Really it's a lot about trial and error, and educating yourself on what you prefer. Sometimes you're not sure what you like, but you do know what you don't like. Knowing if you like a dry white vs a sweet white will help narrow down your search.
|If you're not sure what you like, decide what you don't like.|
Once you have narrowed down if you like a dry white or sweet white (same for red), then determine what regions you prefer. I wrote about this in my last wine blog, and the same point applies. A great example is my preference of New Zealand Sauvignon Blanc over Chilean or Napa Valley Sauvignon Blanc.
|Pay attention to wine regions.|
If it's your first time purchasing a wine you have never tasted then turn the bottle over, usually they will have the flavor profile and tasting notes on the back. They will say if it's crisp, sweet, rich, full , warm... Many times they will even note what kind of meal you might want to pair the varietal with.
|The tasting notes on the back are pretty right on most of the time.|
A great way to educate yourself and try new wines is through local retailers and sales.

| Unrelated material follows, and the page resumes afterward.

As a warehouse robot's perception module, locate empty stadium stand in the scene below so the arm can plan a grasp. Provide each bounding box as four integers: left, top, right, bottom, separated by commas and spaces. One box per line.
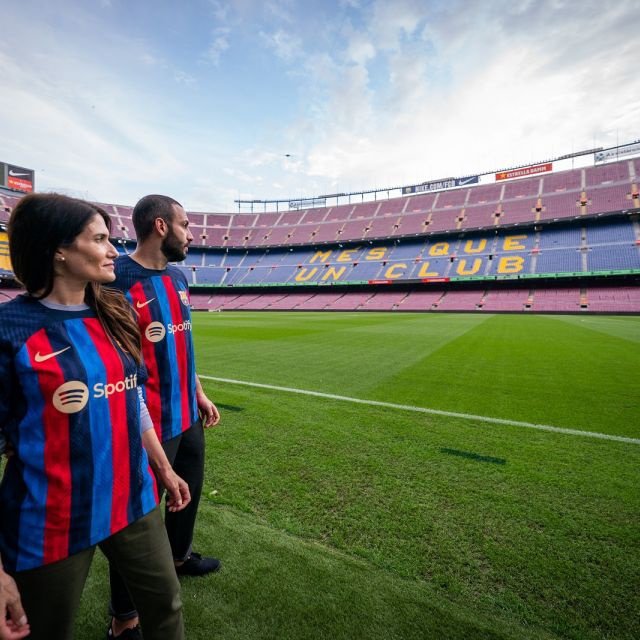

There are a number of great wine clubs you can subscribe to for a case or half a case of wine a month shipped right to your door, eliminating the need to hunt for a new wine. We love going to our local Publix and sampling wine a distributor may have out for tasting. Lastly, Groupon has great deals on wine companies offering a group discount to try their offerings. Personally, I just found one of my new favorites in a Publix BOGO offer. Who knew? (I may or may not have bought them out of said new favorite wine.)
I'm your friend, take it from me:) Seriously though, ask your friends, or even look up #wine on instagram, and pinterest... you may find some great suggestions along with tasting notes.
|Learn from your friends!|
Sometimes our hand is forced to purchase certain wines based on our budget and price point. Don't be deceived though, just because it's cheaper doesn't mean it doesn't taste as great as those $30 + bottles. It may just mean they had more supply and priced the vintage accordingly.
Having fish or chicken? Try a white. Having a savory pork dish or filet, you may want a red. Plenty of selections can cross over, but this is the traditional starting point. If you are having something spicy, you may want a sweeter wine to balance it out. It's all about balance and choosing something that will compliment the nuances of your meal.
|Choose a wine that will compliment the nuances of your meal.|
Tastings make for a great excuse to tour the countryside, go on a date, and learn more about the art of wine making. While you are there, you can discover more about what you like. You may find your taste buds shifting in an all new exciting direction, each time you go to a new tasting.
|Practice makes perfect right?|
Whether you keep a journal or use your phone to take a photo, document what selections you find winners and decide what your "Go To" selection is at the high, mid, and low price points for white and red. When you have your "Go To" you can easily slip in and out of the store for wine when you are on your way home or to an event.
|One of my favorite "Go To" wines.|
Stay up to date with the trends, and expand your knowledge daily, or weekly with great resources like wine blogs, wine magazines (Such as Publix Grape magazine), and other newsletters you can easily sign up for free of charge.
|There are tons of high quality free resources available like Publix Grape Magazine.|
Practice truly does make perfect, so enjoy trying all those wines and discovering what you like. Remember to drink responsibly and never drink or drive!